A nation's leader blown apart by a suicide bomber who did not seem to have an identity. When the CBI's Special Investigation Team (SIT) was put together on May 22, 1991, a day after Rajiv Gandhi's assassination, the officers drawn from all over India feared they had a mystery on their hands, like the great unsolved assassinations of this century: John F. Kennedy's in the US and Olaf Palme's in Sweden.

Then the obsessive need of the ruthless LTTE to film their deeds -- investigators found a film lying in the mess of blood and flesh -- was enough to reveal its hand. "Like the best crimes, it missed the perfection it sought to achieve," says SIT's controversial chief D.R. Karthikeyan.

The pat on the back is well deserved. But so too is the criticism about Karthikeyan's known antagonism to the Justice M.C. Jain Commission of Inquiry probing to see if there was a larger conspiracy behind the assassination. "We could have finished earlier, but I had to keep running to Delhi to appear before the commission," admits Karthikeyan.

There is little doubt the sit did a fine job of investigation. It used the best scientific techniques and exhibited fine skills to pick up thousands of loose ends, like an unravelled tapestry, and weave it back together. It picked up bits of flesh from the remains of the belt bomb to match them with the assassin Dhanu and compare the DNA found on her severed limbs. Similarly, it drew blood from mastermind Sivarasan's father in Colombo and flew it back to India to check DNA compatibility. It called in a voice expert during the trials to match a voice from a wireless intercept with a prisoner. Matching skulls with faces, lifting months-old fingerprints from letters -- the list goes on.

The logistics were staggering. The sit had to translate questions into Tamil and provide to the accused more than one lakh pages of documents. It had to engage lawyers and prepare defences for about 450 interlocutory petitions filed in regular courts by the accused and their lawyers. In four years, 288 witnesses were called, though more than 1,000 were mentioned.

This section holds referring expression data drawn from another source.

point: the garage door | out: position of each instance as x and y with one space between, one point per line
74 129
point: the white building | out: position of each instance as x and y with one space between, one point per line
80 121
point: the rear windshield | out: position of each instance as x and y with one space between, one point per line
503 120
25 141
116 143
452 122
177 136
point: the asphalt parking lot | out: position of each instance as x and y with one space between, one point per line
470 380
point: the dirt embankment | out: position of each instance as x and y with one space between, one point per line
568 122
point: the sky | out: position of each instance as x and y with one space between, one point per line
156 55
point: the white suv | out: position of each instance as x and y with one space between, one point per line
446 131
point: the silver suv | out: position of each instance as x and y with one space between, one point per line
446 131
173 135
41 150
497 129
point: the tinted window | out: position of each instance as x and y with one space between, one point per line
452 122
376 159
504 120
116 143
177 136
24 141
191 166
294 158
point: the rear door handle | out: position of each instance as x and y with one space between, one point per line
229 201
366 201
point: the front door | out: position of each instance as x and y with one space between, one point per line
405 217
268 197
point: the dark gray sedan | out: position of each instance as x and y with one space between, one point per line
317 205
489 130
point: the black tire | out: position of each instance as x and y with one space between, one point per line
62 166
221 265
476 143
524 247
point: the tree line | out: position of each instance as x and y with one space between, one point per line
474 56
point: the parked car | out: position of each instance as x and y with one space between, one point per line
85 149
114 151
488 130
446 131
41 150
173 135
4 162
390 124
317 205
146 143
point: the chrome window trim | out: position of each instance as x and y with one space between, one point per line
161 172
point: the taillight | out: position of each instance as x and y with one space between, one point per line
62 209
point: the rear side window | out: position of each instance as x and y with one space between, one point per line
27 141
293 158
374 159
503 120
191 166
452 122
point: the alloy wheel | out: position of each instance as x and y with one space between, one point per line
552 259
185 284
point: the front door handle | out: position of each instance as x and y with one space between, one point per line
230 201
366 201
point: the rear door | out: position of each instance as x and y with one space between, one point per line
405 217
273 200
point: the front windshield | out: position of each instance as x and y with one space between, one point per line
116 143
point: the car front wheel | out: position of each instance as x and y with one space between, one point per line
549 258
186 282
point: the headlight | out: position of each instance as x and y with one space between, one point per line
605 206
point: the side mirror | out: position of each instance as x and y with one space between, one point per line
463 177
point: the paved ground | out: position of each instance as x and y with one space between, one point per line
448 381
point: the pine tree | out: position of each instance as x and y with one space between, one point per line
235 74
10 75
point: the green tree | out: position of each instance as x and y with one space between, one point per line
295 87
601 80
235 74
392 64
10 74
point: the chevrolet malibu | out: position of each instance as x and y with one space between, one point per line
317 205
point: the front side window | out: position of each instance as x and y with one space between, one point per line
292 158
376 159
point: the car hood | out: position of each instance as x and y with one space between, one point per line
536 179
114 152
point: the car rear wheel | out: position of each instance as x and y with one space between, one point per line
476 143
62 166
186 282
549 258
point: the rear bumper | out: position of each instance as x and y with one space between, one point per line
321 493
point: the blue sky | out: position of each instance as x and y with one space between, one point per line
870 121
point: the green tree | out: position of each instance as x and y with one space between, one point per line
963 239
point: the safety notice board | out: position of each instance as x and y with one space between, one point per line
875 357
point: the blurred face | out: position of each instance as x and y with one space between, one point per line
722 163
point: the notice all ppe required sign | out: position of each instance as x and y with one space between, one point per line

But the investigation, like the crime, too was not perfect. A key suspect, landlord and smuggler Shanmugam -- a mine of information on the LTTE to which he provided logistical support -- supposedly committed suicide after escaping from the SIT's custody in August 1991. The indications seemed to point towards a death in custody.

At the end of it all, case No. 329/91 registered at Sriperumbudur was indeed solved. In that lies the triumph of the officers -- and the Indian state.